OMBAC Beats Dallas for Berth in Rugby Championship Game

Share
TIMES STAFF WRITER

The table is set for the Old Mission Beach Athletic Club’s rugby team, and all the guys have to do is show up in uniform and dig in. The main course is the Steinlager/USA Rugby National Club championship. It’s there sitting on a platter.

Winning today’s final against the Washington (D.C.) Rugby Club should be as easy as pie for OMBAC, which beat the Dallas Harlequins, 21-15, in Saturday’s semifinals in front of 2,500 at Robb Field. Earlier this year, Dallas beat Washington, 33-0.

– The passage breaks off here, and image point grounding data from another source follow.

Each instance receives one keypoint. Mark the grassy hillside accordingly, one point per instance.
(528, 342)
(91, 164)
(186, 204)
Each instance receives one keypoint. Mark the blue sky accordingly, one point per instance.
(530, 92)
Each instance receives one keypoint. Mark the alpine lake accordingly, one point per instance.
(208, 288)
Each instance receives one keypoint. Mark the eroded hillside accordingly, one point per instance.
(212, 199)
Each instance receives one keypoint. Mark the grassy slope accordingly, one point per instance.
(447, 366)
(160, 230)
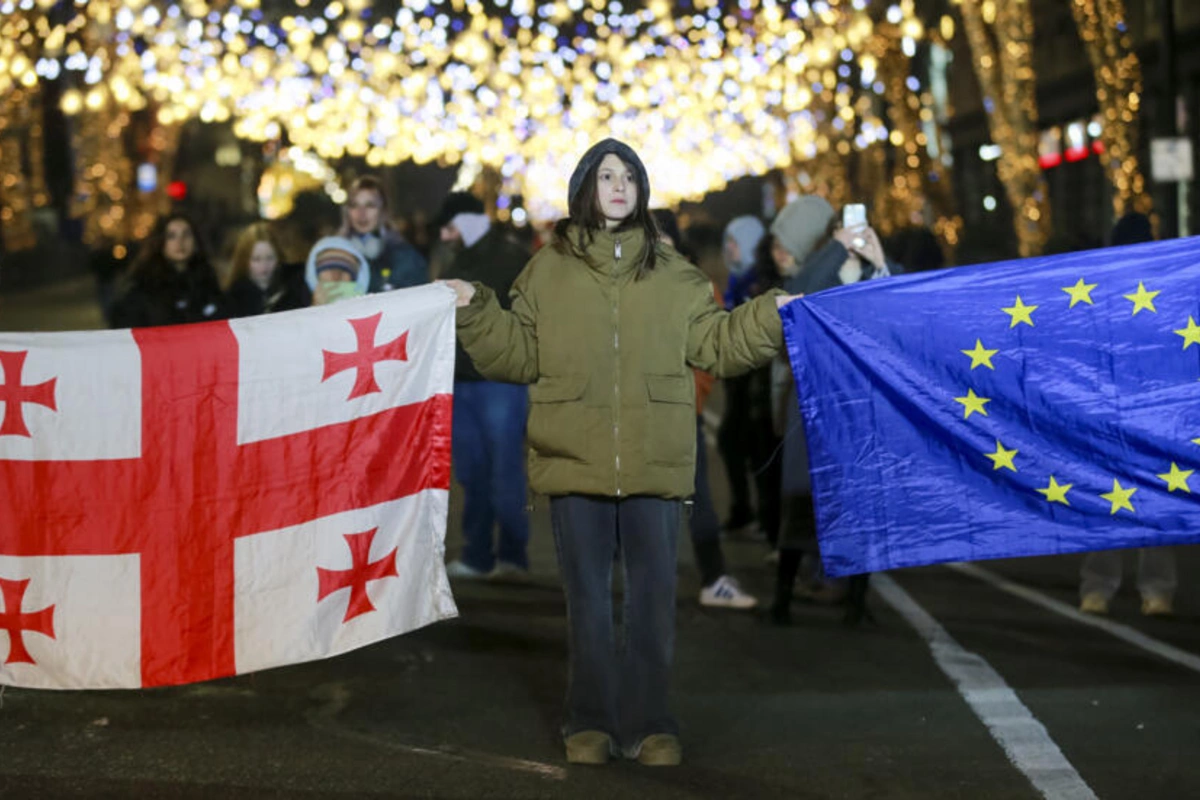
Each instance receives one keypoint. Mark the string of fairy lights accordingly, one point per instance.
(1102, 25)
(707, 90)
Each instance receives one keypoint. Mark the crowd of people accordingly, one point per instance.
(583, 368)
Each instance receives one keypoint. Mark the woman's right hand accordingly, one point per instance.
(863, 242)
(463, 292)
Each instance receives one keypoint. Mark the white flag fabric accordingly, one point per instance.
(187, 503)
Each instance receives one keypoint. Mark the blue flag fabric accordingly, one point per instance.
(1026, 408)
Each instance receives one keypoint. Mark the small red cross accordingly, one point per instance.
(358, 576)
(12, 394)
(367, 355)
(16, 621)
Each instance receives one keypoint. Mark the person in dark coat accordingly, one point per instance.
(814, 256)
(257, 281)
(489, 416)
(172, 282)
(718, 588)
(395, 264)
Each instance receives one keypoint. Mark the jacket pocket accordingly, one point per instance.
(557, 426)
(671, 420)
(558, 389)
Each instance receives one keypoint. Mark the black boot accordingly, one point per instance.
(856, 601)
(785, 582)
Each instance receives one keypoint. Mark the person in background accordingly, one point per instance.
(335, 271)
(605, 323)
(813, 254)
(489, 416)
(741, 240)
(257, 284)
(718, 589)
(395, 264)
(171, 282)
(1101, 571)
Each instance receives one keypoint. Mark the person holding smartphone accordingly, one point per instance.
(814, 253)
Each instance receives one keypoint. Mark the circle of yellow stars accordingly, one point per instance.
(1120, 498)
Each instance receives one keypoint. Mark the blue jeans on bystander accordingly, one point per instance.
(489, 462)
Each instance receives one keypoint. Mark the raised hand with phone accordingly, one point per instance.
(858, 238)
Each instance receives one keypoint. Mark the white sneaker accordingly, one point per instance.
(725, 593)
(456, 569)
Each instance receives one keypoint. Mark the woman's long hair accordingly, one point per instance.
(585, 214)
(366, 184)
(151, 268)
(245, 246)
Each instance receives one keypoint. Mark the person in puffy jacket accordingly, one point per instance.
(606, 324)
(395, 264)
(257, 282)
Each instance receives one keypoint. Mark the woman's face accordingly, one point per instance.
(784, 260)
(365, 210)
(732, 251)
(263, 260)
(616, 190)
(179, 245)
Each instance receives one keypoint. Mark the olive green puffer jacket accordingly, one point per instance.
(612, 404)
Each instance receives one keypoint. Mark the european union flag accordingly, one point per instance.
(1026, 408)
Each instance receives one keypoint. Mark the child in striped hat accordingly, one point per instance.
(336, 270)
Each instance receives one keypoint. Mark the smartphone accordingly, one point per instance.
(853, 215)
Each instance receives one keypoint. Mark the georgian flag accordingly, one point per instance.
(187, 503)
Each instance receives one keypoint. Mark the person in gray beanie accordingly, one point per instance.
(803, 224)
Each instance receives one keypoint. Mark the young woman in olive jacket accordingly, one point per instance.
(606, 325)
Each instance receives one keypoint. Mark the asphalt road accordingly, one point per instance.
(978, 683)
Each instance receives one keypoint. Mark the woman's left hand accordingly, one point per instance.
(784, 299)
(863, 242)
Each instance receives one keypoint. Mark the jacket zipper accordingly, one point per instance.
(616, 348)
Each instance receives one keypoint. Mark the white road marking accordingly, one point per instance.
(1122, 632)
(1024, 739)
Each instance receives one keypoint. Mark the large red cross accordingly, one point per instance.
(195, 491)
(366, 356)
(361, 572)
(13, 395)
(16, 621)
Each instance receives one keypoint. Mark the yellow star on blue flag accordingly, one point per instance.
(1081, 437)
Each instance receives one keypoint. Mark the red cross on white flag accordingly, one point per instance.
(183, 504)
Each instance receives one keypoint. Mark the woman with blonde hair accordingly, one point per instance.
(395, 264)
(256, 282)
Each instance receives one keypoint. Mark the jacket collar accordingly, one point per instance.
(604, 248)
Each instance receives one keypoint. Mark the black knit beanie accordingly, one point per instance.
(593, 157)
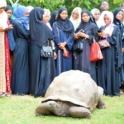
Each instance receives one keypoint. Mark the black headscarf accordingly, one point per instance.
(8, 8)
(86, 25)
(65, 25)
(53, 16)
(116, 21)
(39, 31)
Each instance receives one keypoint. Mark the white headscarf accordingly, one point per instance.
(94, 10)
(3, 15)
(93, 13)
(30, 8)
(109, 28)
(78, 20)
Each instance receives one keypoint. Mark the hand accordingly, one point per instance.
(65, 52)
(10, 27)
(76, 36)
(1, 29)
(104, 33)
(55, 55)
(62, 45)
(81, 34)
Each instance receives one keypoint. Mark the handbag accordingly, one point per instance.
(103, 43)
(95, 52)
(78, 47)
(46, 51)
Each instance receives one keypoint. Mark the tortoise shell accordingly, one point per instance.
(75, 87)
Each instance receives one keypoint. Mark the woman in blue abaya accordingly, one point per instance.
(63, 32)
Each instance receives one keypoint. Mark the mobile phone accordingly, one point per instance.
(81, 30)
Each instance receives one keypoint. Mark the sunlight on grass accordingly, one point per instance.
(20, 110)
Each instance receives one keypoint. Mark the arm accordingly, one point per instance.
(19, 31)
(56, 34)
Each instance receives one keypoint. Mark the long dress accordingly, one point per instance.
(42, 70)
(8, 69)
(82, 59)
(62, 64)
(106, 68)
(2, 64)
(20, 77)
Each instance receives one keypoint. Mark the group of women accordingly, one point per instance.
(26, 32)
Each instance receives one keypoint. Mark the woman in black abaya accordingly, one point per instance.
(42, 72)
(85, 33)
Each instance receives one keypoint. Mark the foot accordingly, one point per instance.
(79, 112)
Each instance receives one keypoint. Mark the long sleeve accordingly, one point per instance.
(56, 34)
(19, 31)
(70, 42)
(92, 35)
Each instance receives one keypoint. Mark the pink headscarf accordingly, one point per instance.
(109, 28)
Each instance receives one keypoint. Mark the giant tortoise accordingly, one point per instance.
(72, 93)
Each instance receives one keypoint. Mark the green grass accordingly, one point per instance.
(20, 110)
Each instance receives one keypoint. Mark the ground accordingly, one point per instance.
(20, 110)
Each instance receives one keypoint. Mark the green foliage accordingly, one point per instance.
(70, 4)
(21, 110)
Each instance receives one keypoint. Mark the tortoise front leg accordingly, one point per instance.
(101, 104)
(42, 109)
(79, 112)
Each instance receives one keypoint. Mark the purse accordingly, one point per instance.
(78, 47)
(95, 52)
(103, 43)
(46, 51)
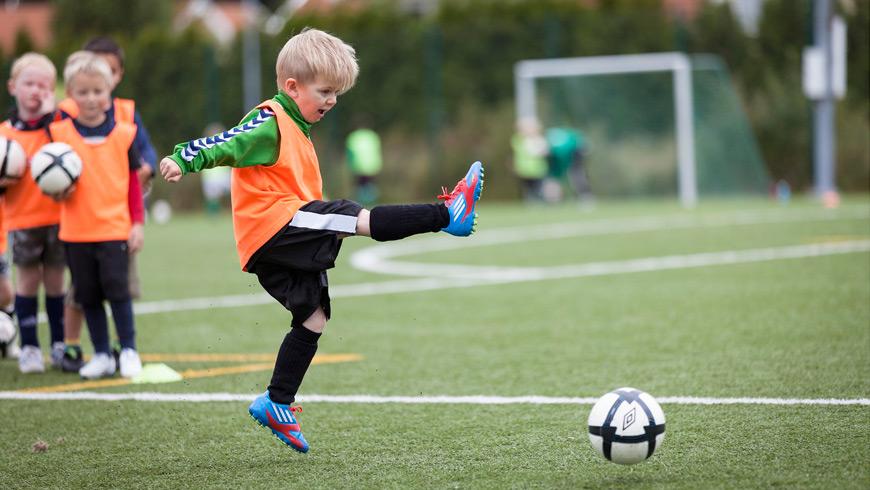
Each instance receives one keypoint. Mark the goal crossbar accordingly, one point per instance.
(526, 72)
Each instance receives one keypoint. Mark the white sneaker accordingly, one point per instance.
(100, 366)
(57, 349)
(13, 351)
(30, 360)
(130, 363)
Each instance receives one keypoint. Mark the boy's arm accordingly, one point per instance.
(135, 203)
(255, 141)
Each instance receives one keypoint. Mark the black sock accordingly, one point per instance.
(294, 357)
(394, 222)
(98, 327)
(26, 308)
(122, 313)
(54, 311)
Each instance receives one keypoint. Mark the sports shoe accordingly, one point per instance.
(73, 360)
(130, 363)
(460, 203)
(116, 351)
(30, 360)
(57, 350)
(100, 366)
(280, 420)
(13, 351)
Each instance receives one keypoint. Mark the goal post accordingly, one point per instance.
(530, 75)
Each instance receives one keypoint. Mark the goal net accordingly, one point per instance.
(659, 124)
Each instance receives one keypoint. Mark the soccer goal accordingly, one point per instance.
(657, 124)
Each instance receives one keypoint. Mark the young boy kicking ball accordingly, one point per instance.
(285, 233)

Maybe the tournament officials should have crowned OMBAC as champs Saturday. OMBAC (27-1) and Dallas (29-2) are said to be the two best teams in the tournament. Washington struggled to beat the Chicago Lions, 21-17 in sudden death.

Advertisement

Later, OMBAC had an easy a time with the Harlequins.

So easy that they jumped out to a 21-3 lead then started loafing in the second half. With 10 minutes left, Dallas was making a bid to tie game and send it to overtime. It took a late goal-line stand by OMBAC to preserve the victory.

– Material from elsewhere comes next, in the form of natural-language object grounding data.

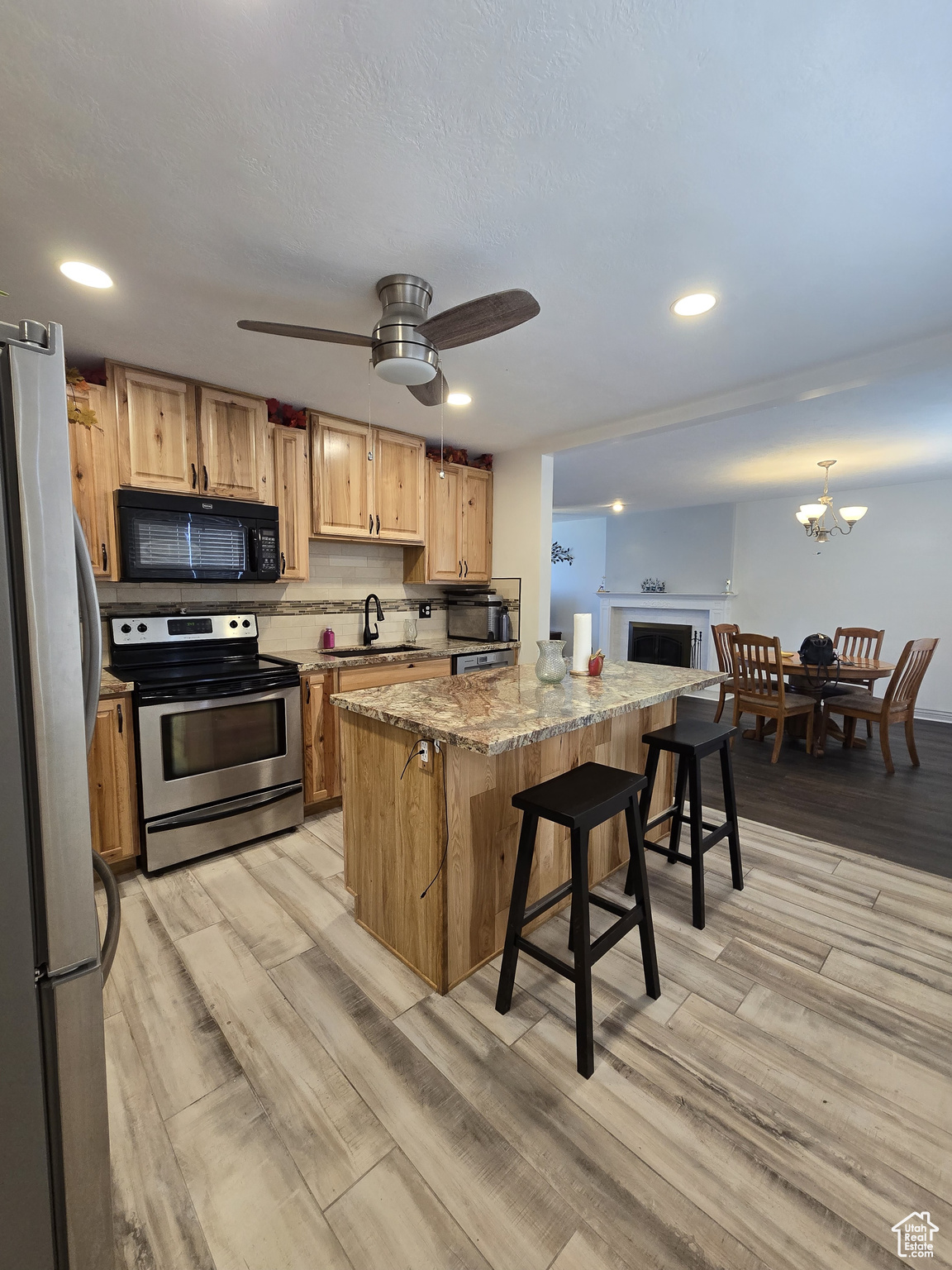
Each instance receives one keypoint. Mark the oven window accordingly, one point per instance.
(208, 741)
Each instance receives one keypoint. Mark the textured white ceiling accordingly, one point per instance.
(272, 159)
(880, 435)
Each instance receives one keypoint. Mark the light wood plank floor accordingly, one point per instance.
(286, 1095)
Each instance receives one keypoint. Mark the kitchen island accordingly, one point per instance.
(407, 822)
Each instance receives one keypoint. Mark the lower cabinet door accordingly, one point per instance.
(320, 732)
(112, 782)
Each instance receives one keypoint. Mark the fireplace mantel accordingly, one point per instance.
(618, 609)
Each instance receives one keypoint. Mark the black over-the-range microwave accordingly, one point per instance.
(187, 537)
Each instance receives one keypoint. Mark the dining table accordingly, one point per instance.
(852, 670)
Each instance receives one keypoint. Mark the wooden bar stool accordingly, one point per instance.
(580, 799)
(691, 741)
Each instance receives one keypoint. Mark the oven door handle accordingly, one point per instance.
(236, 807)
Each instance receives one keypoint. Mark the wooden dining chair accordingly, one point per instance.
(759, 687)
(897, 705)
(859, 642)
(722, 648)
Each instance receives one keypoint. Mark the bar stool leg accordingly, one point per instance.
(678, 814)
(730, 813)
(646, 930)
(654, 753)
(584, 1029)
(516, 912)
(697, 853)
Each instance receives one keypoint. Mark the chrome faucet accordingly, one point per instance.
(371, 635)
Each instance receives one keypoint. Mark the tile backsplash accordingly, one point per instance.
(293, 615)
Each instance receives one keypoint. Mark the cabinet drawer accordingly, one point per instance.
(405, 672)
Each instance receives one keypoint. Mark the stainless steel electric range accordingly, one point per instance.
(218, 727)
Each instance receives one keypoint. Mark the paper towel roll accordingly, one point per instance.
(582, 642)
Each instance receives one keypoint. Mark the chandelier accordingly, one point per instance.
(812, 516)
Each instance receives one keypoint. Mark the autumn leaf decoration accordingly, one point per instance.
(75, 410)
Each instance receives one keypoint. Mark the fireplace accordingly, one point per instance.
(660, 642)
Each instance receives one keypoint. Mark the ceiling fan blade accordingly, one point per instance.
(433, 393)
(478, 319)
(328, 337)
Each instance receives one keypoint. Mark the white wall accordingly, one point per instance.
(522, 535)
(688, 547)
(892, 573)
(574, 585)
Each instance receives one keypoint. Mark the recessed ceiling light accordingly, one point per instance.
(85, 274)
(689, 306)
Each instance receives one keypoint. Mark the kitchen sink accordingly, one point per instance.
(371, 651)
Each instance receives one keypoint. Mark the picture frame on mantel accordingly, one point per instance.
(617, 609)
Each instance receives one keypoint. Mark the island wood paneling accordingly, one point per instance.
(395, 836)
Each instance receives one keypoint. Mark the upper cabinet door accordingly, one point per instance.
(399, 500)
(291, 494)
(340, 480)
(476, 525)
(445, 551)
(95, 474)
(232, 431)
(156, 431)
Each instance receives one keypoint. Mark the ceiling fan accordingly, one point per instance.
(407, 343)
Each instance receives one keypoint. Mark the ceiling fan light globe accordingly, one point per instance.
(405, 370)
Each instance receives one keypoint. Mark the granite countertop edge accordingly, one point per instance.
(317, 659)
(353, 703)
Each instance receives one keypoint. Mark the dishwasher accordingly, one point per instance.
(464, 663)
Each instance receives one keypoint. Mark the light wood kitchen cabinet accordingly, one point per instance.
(232, 445)
(367, 483)
(402, 672)
(399, 487)
(459, 528)
(158, 436)
(291, 494)
(476, 523)
(95, 474)
(112, 782)
(340, 478)
(320, 736)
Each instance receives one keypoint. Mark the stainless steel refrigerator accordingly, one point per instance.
(55, 1193)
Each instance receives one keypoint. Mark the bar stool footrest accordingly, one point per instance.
(533, 911)
(554, 963)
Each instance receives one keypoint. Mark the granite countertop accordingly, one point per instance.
(112, 687)
(314, 659)
(497, 710)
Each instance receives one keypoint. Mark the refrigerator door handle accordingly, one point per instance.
(92, 629)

“We’re happy with the win, but we’re not happy with the way we finished,” said team captain Mike Saunders, who is trying to help OMBAC win its third national title in four years. “We got complacent toward the end. To (Dallas’) credit, they didn’t.”

Said OMBAC Coach Bing Dawson: “We got ahead enough that we went a little flat.”

OMBAC won by six. It should have won by 16 and could have won by 26.

The hosts took a 3-0 lead early when fly-half Jason McVeigh, the team’s designated kicker, drilled a 25-yard penalty kick through the uprights. But then McVeigh missed six kicks in a row. OMBAC led, 15-0, at halftime but could have been up 33-0 had McVeigh converted all his scoring chances.

OMBAC won because it didn’t blow any chances on the ground. In fact, it capitalized on two costly Harlequin mistakes. Wing man John Lee made it 7-0 when he scored a try (similar to a touchdown in football) after taking a pitch from Saunders and breaking two tackles on a 10-yard run. Then, because Dallas couldn’t handle the ensuing kickoff, Lee scored another try, scooping up the loose ball and beating three defenders across the line.

That made it 11-0. Dallas later turned the ball over again near its own try line, and Tom Short scored to make it 15-0. The Harlequins outscored OMBAC, 15-6, in the second half but had trouble all game with ball-handling and appeared to be physically overmatched by OMBAC.

“We were the ones who were scared about how we were going to handle the ball, because we’ve had a month off,” said Lee, a Dallas native. “But when we pressure teams we tend to play very well. We dictated the pace for the first 60 minutes, and I don’t think they were used to this pace. We started to rest on our laurels at the end.”

Advertisement

“We’re usually slow starters,” said Dallas player/coach Brett Taylor. “I told the guys if we turned 10-0 at the half we’d take them. But 15 was a bit too much. We made a couple stupid mistakes in the beginning.”

Dawson said he’s not concerned about another OMBAC letdown in today’s 2 p.m. championship game.

“We control our own fate,” he said. “Washington is a good club. It could go either way.”

But Dawson said his 1991 team reminds him of the 1988 squad, which captured OMBAC’s first national championship with a vengeance, beating the Milwaukee Rugby Club, 29-13.

“They had tunnel vision,” he said. “(That victory) was amazingly purposeful.”